FAQ - Kodak Reels differences
The KODAK REELS is a consumer-grade, plug-and-play film digitizer aimed at home users who want a quick, no-technical-knowledge solution. Tingopix is a DIY open-source scanner built for archival-quality output and full control over the digitization process. They serve fundamentally different goals — this comparison is intended to help you decide which approach suits your needs.
| Feature | KODAK REELS | Tingopix v1 |
|---|---|---|
| Type | Consumer plug-and-play device | DIY open-source scanner |
| Price | ~$450 (ready to use) | Comparable in parts cost; requires building |
| Technical skill required | None — follow on-screen prompts | Moderate — building, Python, Linux |
| Setup | Plug in, load film, press play | Build, calibrate, configure |
| Computer required | No (saves directly to SD card) | Yes (RPi 4 + VNC or local display) |
| Film formats | 8mm, Super 8 | 8mm, Regular 8, Super 8, 16mm |
| Reel sizes | 3", 5", 7", 8", 9" | Up to 400ft (8mm) |
| Sensor | 8.08MP, 3280×2464, 1/3" CMOS | Sony IMX477, 12MP, 4064×3040, 1/2.3" (RPi HQ Camera) |
| Native resolution | 1296p (downscaled to 1080p output) | 4064×3040 — full sensor, no downscaling |
| Output resolution | 1080p HD video | 2032×1520 Honest Binned TIFF; 4064×3040 post-scan VNG |
| Image pipeline | Fully cooked at capture | Sensel-native — no irreversible processing at capture |
| Colour processing | On-device, automatic, fixed | Calibrated — BLC, Clipping, CCM using scientific tuning file |
| Debayering | On-device, automatic | User choice: Honest Binned at capture, or post-scan VNG |
| Bit depth | 8-bit | 12-bit native; up to 16-bit via bit depth extension |
| Compression | Lossy (H.264) | Lossless (TIFF uncompressed; OpenEXR PIZ lossless) |
| Output format | MP4 (H.264, 8-bit, gamma baked in) | Honest Binned TIFF, Sensel-TIFF, OpenEXR — all linear |
| Stabilization | None documented | Directly at capture — from sprocket and film edge |
| Multi-exposure | No | Yes — 1 to 16 frames averaged per channel for bit depth extension and noise reduction |
| Scan speed | 2 frames per second | ~25 frames/min (single capture); slower with multi-exposure |
| Colour grading control | Basic tint/exposure on-device | Full control in grading software of your choice |
| Post-production ready | No — MP4 output, gamma baked in | Yes — linear files, compatible with DaVinci Resolve |
| Archival intent | Consumer playback | Sensel-native archival, post-production ready |
| Open source | No | Yes — MIT / CERN-OHL-P / CC BY 4.0 |
| Repairability | Proprietary, limited | Fully open hardware and software |
| Community support | Manufacturer support only | GitHub, Reddit, Kinograph Forums |
Which one is right for you?
KODAK REELS is a reasonable choice if you want to quickly digitize a small collection of home movies with no technical involvement, and are happy with HD quality MP4 files for casual viewing.
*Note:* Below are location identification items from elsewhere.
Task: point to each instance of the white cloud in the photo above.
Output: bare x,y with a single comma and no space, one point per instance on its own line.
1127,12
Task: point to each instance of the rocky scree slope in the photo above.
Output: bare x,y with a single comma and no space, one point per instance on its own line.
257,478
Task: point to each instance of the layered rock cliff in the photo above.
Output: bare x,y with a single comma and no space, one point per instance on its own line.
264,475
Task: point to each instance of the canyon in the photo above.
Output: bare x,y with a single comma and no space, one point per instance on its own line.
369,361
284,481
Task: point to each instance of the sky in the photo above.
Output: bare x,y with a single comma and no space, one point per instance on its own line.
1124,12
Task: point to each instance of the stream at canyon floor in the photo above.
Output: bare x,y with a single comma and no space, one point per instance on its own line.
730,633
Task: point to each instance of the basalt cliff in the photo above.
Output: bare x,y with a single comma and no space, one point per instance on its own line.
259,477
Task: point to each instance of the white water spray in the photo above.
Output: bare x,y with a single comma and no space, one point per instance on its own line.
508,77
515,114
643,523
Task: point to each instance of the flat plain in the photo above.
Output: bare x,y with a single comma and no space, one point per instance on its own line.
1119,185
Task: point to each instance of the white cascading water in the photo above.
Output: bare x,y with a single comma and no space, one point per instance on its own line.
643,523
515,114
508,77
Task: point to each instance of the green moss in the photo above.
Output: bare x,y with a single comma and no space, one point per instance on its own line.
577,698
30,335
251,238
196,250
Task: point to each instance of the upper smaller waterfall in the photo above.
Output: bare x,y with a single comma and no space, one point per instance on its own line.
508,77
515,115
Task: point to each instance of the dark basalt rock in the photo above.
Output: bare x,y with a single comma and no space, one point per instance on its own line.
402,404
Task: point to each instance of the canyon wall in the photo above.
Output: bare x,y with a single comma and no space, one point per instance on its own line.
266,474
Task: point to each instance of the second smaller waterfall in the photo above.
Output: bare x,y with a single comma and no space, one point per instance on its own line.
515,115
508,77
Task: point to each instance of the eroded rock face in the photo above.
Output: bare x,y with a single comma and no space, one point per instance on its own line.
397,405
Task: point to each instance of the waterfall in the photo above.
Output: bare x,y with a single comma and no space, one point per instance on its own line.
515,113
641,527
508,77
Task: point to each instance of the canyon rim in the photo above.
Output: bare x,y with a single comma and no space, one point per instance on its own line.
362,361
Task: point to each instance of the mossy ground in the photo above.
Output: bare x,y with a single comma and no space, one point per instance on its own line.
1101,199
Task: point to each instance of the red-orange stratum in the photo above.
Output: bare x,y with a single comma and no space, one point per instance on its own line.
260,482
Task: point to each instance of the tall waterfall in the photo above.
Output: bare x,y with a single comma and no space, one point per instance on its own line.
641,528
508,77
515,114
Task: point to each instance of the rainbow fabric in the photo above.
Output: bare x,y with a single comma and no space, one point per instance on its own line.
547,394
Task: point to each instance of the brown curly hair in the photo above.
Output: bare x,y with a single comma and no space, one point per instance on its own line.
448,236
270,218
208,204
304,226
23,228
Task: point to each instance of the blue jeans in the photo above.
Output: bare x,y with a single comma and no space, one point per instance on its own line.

Color grading is possible but limited by the 8-bit lossy source file with gamma already baked in.
Tingopix is the right choice if you want the most faithful digital representation of your film's content, intend to do serious color correction or professional post-production, want to preserve the original sensor data for future reprocessing as algorithms improve, or have a larger or more historically significant collection that deserves archival treatment. The linear, high bit-depth source files give color grading software the full range of the original capture to work with.
The two serve different propositions. If you are researching this page, you may already find that the specifications of a typical consumer scanner fall short of what you are looking for.